SMEs Hindered By Global Fluctuating Payment Terms

The international SME funder surveyed 1,000 small businesses and found discordant payment regimes even within regions which could be expected to have payment practices that are reasonably aligned.

In Germany the vast majority of businesses require their customers to pay their bills immediately and only a minority offer credit terms which allow payment after 30 or 60 days. By contrast, businesses in the UK routinely offer credit terms of 30 to 60 days, with only one quarter requiring immediate payment.

This disparity exists despite efforts by the European Commission to standardise payment terms between businesses and public authorities in the EU through its Late Payments Information Campaign and the implementation of the Late Payments Directive.

Outside of Europe, payment practices differ again. In the US, around half of the businesses surveyed said they require immediate payment, whereas in Singapore 60 per cent said they offer customers the opportunity to delay payment.

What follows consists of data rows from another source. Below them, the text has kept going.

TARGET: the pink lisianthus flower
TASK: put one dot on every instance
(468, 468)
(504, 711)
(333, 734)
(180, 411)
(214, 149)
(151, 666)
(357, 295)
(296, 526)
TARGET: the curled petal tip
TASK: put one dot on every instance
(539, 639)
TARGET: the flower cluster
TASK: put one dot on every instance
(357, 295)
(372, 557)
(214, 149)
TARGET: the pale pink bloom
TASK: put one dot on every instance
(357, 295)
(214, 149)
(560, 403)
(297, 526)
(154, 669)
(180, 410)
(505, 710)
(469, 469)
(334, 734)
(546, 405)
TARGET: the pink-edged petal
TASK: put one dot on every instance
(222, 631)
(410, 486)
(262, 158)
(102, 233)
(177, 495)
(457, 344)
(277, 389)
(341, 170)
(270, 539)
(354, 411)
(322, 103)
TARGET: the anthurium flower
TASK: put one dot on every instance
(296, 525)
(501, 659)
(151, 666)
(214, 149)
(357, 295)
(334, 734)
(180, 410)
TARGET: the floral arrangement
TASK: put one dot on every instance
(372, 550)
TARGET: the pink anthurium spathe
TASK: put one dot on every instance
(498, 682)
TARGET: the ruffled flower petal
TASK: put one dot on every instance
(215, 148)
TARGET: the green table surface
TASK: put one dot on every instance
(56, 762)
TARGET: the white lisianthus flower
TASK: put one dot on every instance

In Hong Kong, one-third expect immediate payment and 69 per cent offer 30-90 day payment terms.

This conflicting payment landscape is creating barriers for SMEs, with around one in five across the world stating they are failing to maximise their trading opportunities, although small firms in Germany and the UK struggle the most.

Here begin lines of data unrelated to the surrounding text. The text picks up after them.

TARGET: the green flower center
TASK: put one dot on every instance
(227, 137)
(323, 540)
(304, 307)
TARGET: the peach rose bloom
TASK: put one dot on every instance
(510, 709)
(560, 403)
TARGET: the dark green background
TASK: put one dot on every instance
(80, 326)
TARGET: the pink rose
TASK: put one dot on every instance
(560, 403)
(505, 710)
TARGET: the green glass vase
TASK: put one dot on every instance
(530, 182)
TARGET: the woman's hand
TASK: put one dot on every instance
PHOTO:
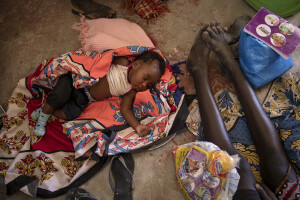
(142, 130)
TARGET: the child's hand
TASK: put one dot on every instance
(142, 130)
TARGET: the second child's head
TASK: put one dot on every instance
(146, 71)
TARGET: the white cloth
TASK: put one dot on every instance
(117, 80)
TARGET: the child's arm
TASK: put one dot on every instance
(120, 60)
(127, 113)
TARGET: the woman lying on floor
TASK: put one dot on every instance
(277, 174)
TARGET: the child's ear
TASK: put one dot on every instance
(136, 64)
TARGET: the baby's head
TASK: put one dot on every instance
(146, 71)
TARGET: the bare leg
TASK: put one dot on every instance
(213, 127)
(273, 159)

Stuart Dunbar, company director of UK-based Oak Exports which exports non-perishable British foods around the world and is funded by Bibby Financial Services, said: “We find that customers outside of the EU tend to pay more quickly than inside the EU. In the UK and parts of Europe, our experience is that businesses tend to have a more laissez faire attitude when it comes to payment terms.

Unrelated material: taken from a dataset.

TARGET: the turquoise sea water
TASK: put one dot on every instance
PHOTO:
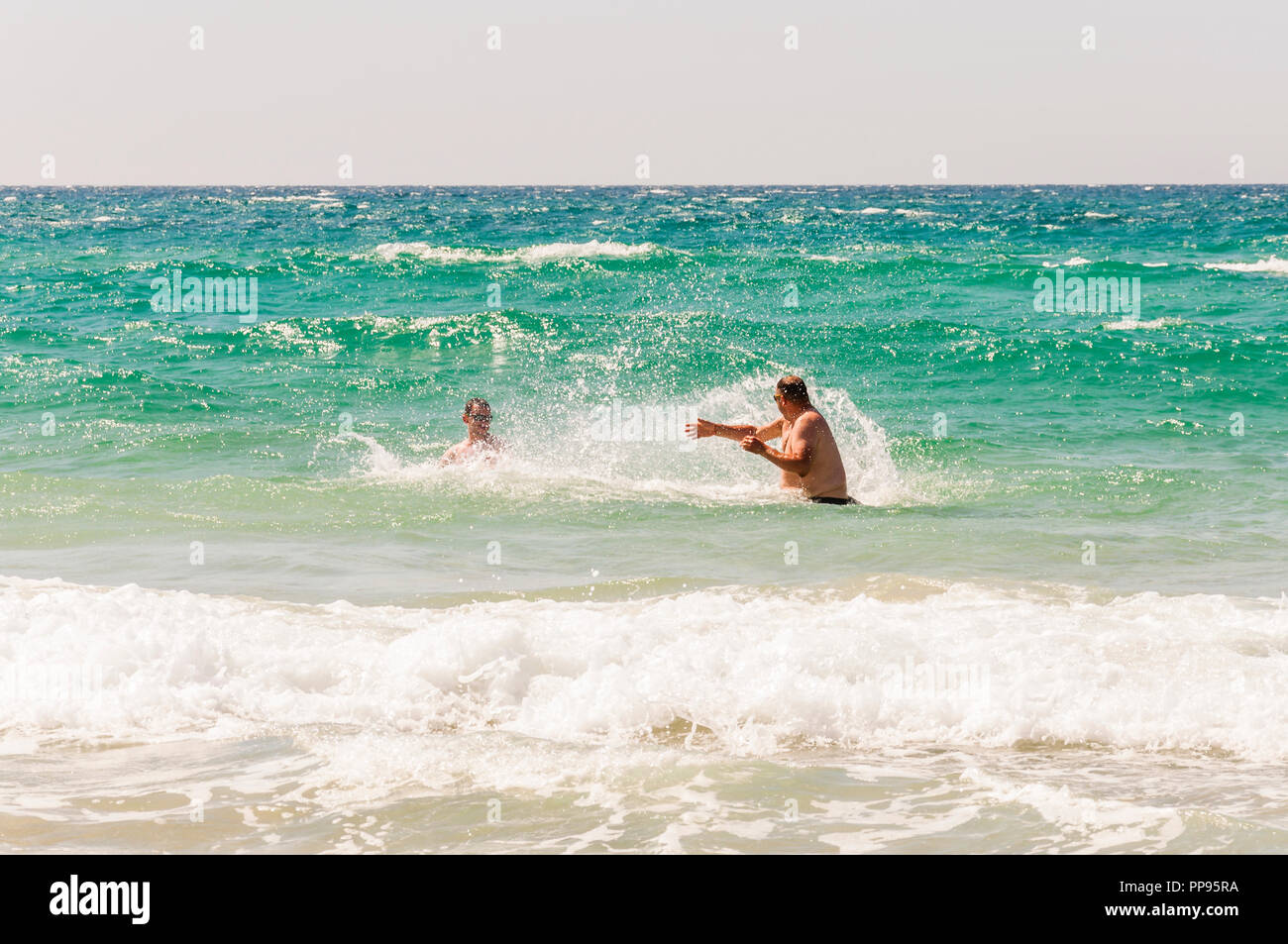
(639, 642)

“It’s a bit like speeding limits; some people will reach the limit and push it further. 60 days is usually 70 to 75, 90 days can be in excess of 100.”

Simon Featherstone, global CEO of Bibby Financial Services, said: “The fractured nature of the payment landscape around the world is creating barriers for SMEs. While more harmonious payment regimes will not be created overnight, the necessary steps are eminently achievable.

“Businesses should take the time to understand payment practices in other countries and move to ensure their payment terms are aligned with local practice. Policy makers should also examine what could be done to harmonise conflicting regimes

“Taking action to remove these barriers would deliver real benefits. It would boost SME activity, create jobs and kick-start economic growth.”